Wednesday, August 26, 2009

What’s Next

I wonder if others have felt like I do right now. Waiting. Waiting for what, is the question. I have a sense of impending ‘something,’ but I can’t put a finger on it. I don’t believe it is impending doom, but I think change is coming again and I resist. Even though I am older now, it has always been a challenge for me to sit easily with change.

I know the stereotype of an older person is one of inflexibility. I don’t believe I am an inflexible person, but then would I know it or admit it, if true. So assuming I am not inflexible, what is this opposition I have to an adjustment in my life? Perhaps it is because change has not really been positive in my adult existence.

As a grown-up I have experienced the loss of friends (through relocation); the loss of innocence when Morgan was so ill as a baby; the loss of Alex as a tragic event which nearly cost me my own life and almost redefined my very DNA; the loss of that feeling of ‘All is right in my world.’

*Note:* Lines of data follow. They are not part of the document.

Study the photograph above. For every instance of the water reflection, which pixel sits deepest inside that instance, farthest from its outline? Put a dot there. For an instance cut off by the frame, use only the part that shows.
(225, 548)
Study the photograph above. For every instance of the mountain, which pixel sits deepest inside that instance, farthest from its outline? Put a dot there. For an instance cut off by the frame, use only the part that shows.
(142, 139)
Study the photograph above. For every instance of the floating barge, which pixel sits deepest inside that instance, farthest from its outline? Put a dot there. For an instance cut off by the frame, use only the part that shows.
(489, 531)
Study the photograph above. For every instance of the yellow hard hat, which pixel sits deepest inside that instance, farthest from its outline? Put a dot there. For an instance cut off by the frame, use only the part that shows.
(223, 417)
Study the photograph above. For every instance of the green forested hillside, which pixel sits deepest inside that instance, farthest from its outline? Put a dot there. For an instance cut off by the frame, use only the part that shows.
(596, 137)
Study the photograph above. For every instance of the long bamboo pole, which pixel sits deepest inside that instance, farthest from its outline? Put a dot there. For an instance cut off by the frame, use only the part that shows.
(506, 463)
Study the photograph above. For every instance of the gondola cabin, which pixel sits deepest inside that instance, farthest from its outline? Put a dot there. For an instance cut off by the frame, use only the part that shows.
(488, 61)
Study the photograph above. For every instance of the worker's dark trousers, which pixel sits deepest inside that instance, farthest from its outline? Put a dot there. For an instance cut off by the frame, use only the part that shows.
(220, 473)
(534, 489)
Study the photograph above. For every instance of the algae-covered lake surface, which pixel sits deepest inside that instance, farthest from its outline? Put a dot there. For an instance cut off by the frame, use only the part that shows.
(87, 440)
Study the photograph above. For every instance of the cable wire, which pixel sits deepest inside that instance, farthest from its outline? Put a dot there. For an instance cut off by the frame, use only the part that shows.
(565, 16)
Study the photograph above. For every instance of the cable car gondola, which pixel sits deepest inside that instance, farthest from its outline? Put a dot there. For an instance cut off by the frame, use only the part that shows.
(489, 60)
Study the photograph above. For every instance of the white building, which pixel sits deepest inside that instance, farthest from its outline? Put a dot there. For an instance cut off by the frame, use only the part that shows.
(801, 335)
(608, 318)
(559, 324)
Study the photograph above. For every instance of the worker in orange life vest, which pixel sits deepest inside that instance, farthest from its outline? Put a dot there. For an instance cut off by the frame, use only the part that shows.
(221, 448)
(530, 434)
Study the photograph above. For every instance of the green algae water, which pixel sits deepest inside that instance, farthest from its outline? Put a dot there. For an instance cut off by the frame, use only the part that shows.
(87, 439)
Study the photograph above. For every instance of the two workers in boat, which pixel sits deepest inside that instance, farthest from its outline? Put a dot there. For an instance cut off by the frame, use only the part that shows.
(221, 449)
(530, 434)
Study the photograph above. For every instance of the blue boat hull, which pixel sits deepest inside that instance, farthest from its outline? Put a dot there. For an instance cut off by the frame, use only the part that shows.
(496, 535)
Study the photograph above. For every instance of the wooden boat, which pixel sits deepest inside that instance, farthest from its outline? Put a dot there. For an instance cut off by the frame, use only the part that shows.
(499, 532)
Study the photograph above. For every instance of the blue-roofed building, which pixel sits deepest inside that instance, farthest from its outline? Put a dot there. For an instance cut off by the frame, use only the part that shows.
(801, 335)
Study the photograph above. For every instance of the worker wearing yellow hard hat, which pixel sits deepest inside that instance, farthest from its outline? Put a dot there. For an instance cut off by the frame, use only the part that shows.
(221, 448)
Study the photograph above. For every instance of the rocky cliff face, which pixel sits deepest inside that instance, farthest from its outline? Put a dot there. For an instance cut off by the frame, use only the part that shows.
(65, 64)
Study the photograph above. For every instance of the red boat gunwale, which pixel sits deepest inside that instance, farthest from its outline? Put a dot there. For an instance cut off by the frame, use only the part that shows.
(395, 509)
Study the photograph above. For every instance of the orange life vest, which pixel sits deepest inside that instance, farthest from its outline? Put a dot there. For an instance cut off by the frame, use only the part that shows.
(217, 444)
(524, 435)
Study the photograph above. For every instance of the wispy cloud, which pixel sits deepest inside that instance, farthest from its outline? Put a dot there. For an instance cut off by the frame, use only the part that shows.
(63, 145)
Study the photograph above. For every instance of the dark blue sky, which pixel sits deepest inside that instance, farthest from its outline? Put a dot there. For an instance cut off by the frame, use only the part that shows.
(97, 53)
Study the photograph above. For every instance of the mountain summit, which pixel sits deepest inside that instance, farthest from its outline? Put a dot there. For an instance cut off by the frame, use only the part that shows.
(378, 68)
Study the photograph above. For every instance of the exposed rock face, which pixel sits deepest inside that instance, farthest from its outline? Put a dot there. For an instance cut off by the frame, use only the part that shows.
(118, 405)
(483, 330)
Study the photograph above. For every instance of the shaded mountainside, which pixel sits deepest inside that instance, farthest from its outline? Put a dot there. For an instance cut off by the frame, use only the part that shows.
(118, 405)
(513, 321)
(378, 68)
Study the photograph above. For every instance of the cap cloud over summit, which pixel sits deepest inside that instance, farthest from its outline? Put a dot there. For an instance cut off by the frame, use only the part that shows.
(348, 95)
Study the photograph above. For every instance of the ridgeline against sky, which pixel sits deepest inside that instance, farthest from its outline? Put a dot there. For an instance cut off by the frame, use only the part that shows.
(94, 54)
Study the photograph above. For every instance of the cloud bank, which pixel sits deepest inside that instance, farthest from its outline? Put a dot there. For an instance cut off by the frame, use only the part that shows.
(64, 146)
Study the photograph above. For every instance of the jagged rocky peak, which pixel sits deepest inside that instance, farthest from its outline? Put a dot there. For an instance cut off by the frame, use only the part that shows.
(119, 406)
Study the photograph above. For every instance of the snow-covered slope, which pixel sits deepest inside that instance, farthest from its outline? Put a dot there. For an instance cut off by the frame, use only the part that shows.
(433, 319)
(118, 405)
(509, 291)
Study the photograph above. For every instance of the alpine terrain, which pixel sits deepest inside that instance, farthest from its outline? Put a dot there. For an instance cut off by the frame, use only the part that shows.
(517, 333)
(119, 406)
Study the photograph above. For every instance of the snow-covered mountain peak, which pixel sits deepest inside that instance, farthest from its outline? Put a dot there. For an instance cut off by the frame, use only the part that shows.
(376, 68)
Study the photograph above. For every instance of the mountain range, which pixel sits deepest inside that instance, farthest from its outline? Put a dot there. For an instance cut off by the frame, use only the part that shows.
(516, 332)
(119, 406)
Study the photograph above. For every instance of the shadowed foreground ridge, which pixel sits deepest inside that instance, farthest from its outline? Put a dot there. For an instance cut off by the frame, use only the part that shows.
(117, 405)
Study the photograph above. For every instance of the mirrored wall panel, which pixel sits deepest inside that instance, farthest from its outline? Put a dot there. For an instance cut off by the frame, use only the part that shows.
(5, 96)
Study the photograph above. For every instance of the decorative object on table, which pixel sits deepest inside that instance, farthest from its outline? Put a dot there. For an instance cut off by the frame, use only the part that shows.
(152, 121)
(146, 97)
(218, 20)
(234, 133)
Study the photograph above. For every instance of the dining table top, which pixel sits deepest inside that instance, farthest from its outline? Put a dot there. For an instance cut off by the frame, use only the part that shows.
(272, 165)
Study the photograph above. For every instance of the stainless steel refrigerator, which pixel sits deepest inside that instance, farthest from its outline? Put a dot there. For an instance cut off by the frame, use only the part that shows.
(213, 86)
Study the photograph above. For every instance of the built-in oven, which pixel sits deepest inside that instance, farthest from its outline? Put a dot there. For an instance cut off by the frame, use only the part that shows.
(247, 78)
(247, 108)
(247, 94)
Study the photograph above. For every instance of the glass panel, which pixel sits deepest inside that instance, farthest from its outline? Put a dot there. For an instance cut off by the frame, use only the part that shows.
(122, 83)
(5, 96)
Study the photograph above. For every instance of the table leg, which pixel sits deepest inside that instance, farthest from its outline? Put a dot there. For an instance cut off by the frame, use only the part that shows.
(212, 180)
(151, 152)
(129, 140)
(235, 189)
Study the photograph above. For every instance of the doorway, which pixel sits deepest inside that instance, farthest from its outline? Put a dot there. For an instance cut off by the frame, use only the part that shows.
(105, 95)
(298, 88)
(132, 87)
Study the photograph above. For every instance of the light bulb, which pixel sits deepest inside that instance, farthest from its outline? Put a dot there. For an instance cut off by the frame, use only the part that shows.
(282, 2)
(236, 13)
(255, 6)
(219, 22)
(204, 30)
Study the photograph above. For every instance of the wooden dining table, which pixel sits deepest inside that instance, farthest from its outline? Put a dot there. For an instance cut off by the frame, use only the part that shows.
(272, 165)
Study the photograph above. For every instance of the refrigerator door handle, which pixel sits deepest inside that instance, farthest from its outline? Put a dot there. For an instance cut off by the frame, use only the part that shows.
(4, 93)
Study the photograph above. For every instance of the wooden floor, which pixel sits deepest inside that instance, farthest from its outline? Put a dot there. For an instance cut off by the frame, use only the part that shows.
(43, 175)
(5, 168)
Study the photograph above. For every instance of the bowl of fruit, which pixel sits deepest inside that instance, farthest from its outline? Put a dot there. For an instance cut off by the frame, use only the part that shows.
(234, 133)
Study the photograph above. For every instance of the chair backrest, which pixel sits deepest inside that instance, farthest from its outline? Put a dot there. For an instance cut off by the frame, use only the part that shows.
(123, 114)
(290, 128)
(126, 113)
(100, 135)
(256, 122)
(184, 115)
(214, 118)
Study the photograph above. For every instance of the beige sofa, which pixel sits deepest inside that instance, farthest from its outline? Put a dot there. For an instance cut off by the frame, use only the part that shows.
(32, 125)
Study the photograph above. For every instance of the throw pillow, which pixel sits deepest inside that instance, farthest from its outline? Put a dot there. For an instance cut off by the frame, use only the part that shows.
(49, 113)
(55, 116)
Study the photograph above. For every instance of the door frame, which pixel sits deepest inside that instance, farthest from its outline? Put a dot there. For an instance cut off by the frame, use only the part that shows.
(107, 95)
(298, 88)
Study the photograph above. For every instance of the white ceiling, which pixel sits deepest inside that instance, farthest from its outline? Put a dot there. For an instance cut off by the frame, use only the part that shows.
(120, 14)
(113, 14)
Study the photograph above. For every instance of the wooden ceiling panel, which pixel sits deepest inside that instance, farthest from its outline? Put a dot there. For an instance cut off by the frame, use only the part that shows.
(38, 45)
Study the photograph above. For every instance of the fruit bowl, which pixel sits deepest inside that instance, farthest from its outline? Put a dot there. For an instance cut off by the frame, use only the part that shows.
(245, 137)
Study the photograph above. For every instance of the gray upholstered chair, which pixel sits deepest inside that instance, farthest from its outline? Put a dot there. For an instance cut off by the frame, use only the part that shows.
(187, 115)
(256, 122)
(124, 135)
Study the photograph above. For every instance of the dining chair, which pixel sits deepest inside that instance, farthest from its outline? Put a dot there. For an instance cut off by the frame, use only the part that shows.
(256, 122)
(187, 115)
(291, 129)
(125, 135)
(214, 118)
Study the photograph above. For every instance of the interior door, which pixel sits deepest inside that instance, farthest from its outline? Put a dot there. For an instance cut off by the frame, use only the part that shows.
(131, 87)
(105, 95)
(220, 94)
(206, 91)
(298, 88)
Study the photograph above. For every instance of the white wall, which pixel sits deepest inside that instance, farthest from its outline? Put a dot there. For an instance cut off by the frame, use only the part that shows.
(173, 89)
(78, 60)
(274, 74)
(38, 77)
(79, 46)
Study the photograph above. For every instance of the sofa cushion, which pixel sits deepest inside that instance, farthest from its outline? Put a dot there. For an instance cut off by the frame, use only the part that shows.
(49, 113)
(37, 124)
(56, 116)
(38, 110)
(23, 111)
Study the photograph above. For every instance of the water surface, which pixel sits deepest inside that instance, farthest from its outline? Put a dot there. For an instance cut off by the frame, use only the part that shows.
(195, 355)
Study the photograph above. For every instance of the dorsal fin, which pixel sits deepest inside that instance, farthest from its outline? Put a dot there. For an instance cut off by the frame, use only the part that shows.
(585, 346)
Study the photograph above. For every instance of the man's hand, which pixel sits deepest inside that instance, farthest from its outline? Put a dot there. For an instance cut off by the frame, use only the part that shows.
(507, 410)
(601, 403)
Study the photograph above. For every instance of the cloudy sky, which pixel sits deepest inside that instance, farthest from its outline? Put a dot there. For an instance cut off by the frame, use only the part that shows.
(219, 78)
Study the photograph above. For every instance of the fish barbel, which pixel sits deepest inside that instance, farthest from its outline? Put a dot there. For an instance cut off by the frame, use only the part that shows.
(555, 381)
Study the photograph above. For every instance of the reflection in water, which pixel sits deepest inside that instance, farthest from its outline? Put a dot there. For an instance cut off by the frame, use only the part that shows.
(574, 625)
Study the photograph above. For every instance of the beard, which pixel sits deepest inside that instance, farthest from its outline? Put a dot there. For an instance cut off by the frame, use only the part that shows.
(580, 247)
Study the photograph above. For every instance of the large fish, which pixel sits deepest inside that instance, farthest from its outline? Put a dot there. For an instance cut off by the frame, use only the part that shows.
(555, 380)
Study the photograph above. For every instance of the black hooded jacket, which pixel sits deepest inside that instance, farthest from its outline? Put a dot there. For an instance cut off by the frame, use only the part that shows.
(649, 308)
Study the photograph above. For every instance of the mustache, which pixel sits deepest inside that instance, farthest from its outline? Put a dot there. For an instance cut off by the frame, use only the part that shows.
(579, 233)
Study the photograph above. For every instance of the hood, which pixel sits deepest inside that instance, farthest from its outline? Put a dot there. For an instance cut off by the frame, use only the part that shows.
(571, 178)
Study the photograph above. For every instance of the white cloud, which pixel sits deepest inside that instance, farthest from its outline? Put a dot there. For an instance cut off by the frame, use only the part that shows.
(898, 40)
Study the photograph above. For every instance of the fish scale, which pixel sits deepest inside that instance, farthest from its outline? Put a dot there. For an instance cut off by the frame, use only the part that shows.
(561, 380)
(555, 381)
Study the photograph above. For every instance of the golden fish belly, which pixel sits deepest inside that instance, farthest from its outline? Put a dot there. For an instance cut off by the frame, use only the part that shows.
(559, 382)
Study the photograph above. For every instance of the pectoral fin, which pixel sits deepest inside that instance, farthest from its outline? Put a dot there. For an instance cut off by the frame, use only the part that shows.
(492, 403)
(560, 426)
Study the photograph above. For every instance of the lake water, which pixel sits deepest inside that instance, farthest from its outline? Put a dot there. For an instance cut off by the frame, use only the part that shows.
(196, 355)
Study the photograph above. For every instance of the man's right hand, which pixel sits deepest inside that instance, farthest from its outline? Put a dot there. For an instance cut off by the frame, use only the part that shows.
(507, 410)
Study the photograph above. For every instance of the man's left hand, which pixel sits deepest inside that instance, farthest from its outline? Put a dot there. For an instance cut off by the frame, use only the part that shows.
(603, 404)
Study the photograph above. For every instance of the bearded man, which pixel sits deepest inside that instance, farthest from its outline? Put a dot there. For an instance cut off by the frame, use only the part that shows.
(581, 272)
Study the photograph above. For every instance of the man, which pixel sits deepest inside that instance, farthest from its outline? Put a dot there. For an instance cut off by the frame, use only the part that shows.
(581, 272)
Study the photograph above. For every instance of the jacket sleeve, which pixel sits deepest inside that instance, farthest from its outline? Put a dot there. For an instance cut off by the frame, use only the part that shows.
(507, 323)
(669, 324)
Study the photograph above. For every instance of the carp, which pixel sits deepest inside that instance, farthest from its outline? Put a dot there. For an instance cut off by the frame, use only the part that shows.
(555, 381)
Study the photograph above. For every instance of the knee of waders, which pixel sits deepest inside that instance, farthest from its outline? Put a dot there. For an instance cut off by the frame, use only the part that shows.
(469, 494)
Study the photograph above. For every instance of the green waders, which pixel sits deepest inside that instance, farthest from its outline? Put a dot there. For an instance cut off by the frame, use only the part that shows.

Maybe I hit on the answer, above, when I said the loss of innocence. When things happen to us, we can no longer view the world through those ‘rose-colored glasses.’ I know many in society have never been able to do that, but I fooled myself into thinking that my life was impervious to tragedy because I held on with a death-grip. If I could control all around me, then nothing bad could happen. What I soon discovered is that I have absolutely no control in this world other than what comes out of my mouth and what I think.

So once again change is coming into my life. I can feel it, but I refuse to dwell in the place of negativity. That is a dwelling without hope, and I can never return to it. My next change will be about a lovely retirement with my beloved husband and a happy life for my sweet son. And of course I cannot forget Truffle. She brings a smile to my face all day, everyday. She was change, and that was a wonderful thing.

Come on ‘CHANGE,’ let’s step it up to a positive realm, but maybe it could be more of a fair fight this time. It is only right.